Rap innovator and icon Eminem dropped his much anticipated album "The Marshall Mathers LP 2" last Tuesday. Although the rapper has entered his 40s, he's still just as angry and controversial as he was at his height in the late 90s and early 2000s.
Undoubtedly, he has matured as an artist, but his newest album does not reflect any of that maturity or wise attitude that often comes with age. The album meanders at times and, while some tracks are foot tappers, many of the others fall short. Eminem seems to be trapped and completely enveloped in his former success and has not succeeded in breaking his own mold. By making this album something that will do well financially, he has succeeded But, as a growing artist, he has failed in experimenting with his own perfected formula to create something more worthy.
Lyrically, Eminem is just as smooth and precise as ever before; his sharp rhymes and subtle humor remain deadly throughout many of the tracks. The lyrics of many of the songs are unsurprising themes that Eminem has covered throughout his entire career, including broken relationships, issues with his father and just a general societal hatred.
Something Eminem has done well throughout his career is texturizing his songs to the modern happenings in the world, whether that be through satire or wicked humor and lyrical genius. However, while this album has those bright spots, many of his controversial lines spew out in a downright offensive and senseless manner.
Eminem teams up with other big names that he has collaborated with in the past, including Rihanna, Skylar Grey, Nate Ruess and newcomer Kendrick Lamar. These features add some diversity in the songs, but the quality is still yet to be seen. The contributions by the other artists add a dash of pop clearly geared to a larger mainstream audience that Eminem has unfortunately aimed to please.

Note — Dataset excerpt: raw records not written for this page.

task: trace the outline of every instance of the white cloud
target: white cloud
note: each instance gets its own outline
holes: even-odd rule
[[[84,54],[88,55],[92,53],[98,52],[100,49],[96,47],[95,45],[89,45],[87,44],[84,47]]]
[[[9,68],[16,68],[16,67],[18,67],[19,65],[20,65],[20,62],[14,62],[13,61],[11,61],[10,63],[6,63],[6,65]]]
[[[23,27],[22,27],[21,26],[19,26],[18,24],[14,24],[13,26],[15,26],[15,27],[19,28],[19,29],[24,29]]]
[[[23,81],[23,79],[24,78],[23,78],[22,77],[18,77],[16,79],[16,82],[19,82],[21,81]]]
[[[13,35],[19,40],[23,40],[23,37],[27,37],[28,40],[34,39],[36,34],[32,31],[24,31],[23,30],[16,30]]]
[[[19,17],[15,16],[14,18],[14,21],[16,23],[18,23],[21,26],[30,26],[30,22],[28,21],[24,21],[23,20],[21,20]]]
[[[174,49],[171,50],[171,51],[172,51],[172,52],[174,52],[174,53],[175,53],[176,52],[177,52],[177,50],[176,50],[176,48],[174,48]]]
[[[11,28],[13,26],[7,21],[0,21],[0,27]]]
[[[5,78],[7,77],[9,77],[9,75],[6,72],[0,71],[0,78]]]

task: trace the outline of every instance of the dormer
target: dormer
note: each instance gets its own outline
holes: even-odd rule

The songs on the album that feature other artists include "The Monster," "Love Game," "Asshole" and "Headlights." Perhaps the best song on the album is "Stronger Than I Was." It is passionate and truthful, a welcomed shift from the other tracks.
The singles on the album include "Rap God," "Berzerk" and "Survival." The aforementioned three tunes are catchy and would fit seamlessly in a workout mix but may have been more effective earlier in his career when the industry was still evolving and not as formulaic. The battle between beloved bad-boy Slim Shady and matured Eminem is confusing and clashes disastrously.
"The Marshall Mathers LP 2" is a welcome addition to Eminem's illustrious career as a rapper and musical icon but fails to be innovative in its approach. In a time where rap music is incredibly popular, it is increasingly difficult to stand out, and while Slim Shady played a key role in what rap is today, he has not evolved enough artistically to keep up with the times.
The album is filled with thunderous fury, but it really does not amount to much in the end. Within this album is the final resting place of Eminem's alter-ego, Slim Shady, which he so wrongly tried to resurrect.